= Principal part =

Widely-used term in mathematics

In mathematics, the principal part has several independent meanings but usually refers to the negative-power portion of the Laurent series of a function.

==Laurent series definition==
The principal part at $z=a$ of a function
 $f(z) = \sum_{k=-\infty}^\infty a_k (z-a)^k$
is the portion of the Laurent series consisting of terms with negative degree. That is,
 $\sum_{k=1}^\infty a_{-k} (z-a)^{-k}$
is the principal part of $f$ at $a$.
If the Laurent series has an inner radius of convergence of $0$, then $f(z)$ has an essential singularity at $a$ if and only if the principal part is an infinite sum.

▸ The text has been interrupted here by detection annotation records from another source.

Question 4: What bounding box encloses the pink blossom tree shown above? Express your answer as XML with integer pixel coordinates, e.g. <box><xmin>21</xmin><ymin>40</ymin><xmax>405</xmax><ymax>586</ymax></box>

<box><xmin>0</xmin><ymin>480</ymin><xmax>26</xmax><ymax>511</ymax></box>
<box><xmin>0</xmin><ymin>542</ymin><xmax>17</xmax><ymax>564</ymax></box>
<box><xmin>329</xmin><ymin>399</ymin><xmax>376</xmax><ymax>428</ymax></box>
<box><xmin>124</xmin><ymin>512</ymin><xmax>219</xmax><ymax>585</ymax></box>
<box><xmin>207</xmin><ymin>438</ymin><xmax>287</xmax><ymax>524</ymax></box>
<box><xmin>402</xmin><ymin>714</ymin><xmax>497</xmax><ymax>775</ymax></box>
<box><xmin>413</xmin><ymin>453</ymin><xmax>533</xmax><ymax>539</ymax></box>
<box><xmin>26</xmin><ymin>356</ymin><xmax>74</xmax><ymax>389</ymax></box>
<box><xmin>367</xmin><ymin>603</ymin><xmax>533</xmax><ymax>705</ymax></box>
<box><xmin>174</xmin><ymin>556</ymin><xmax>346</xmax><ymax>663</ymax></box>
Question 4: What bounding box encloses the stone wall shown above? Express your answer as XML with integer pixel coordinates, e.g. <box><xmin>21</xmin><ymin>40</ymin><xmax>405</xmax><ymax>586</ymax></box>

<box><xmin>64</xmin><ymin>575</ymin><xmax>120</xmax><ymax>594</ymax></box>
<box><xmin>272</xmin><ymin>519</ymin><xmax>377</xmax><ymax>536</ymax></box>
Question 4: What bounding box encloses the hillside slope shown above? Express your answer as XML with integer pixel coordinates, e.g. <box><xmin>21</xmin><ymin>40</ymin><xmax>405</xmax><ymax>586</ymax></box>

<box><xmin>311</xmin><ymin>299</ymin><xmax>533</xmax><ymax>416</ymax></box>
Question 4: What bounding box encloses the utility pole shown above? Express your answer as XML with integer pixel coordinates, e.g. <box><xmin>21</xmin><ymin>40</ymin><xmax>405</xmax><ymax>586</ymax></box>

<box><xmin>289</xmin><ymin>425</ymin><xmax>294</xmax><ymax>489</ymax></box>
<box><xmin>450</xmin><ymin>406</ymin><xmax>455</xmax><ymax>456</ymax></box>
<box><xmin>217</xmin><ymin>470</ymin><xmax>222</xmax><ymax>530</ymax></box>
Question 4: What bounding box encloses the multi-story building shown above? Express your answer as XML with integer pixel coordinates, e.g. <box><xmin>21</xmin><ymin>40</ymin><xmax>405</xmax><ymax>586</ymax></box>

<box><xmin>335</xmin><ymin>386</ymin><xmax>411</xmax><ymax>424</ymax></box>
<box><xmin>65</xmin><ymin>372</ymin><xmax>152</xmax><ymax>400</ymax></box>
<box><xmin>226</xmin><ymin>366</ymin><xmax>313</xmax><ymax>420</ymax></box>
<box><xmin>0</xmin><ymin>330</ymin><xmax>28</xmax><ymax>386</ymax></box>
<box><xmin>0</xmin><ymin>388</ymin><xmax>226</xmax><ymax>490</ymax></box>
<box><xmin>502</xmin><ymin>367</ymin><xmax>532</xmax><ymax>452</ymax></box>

If the inner radius of convergence is not $0$, then $f(z)$ may be regular at $a$ despite the Laurent series having an infinite principal part.

==Other definitions==

===Calculus===
Consider the difference between the function differential and the actual increment:
$\frac{\Delta y}{\Delta x}=f'(x)+\varepsilon$
$\Delta y=f'(x)\Delta x +\varepsilon \Delta x = dy+\varepsilon \Delta x$
The differential dy is sometimes called the principal (linear) part of the function increment Δy.

===Distribution theory===
The term principal part is also used for certain kinds of distributions having a singular support at a single point.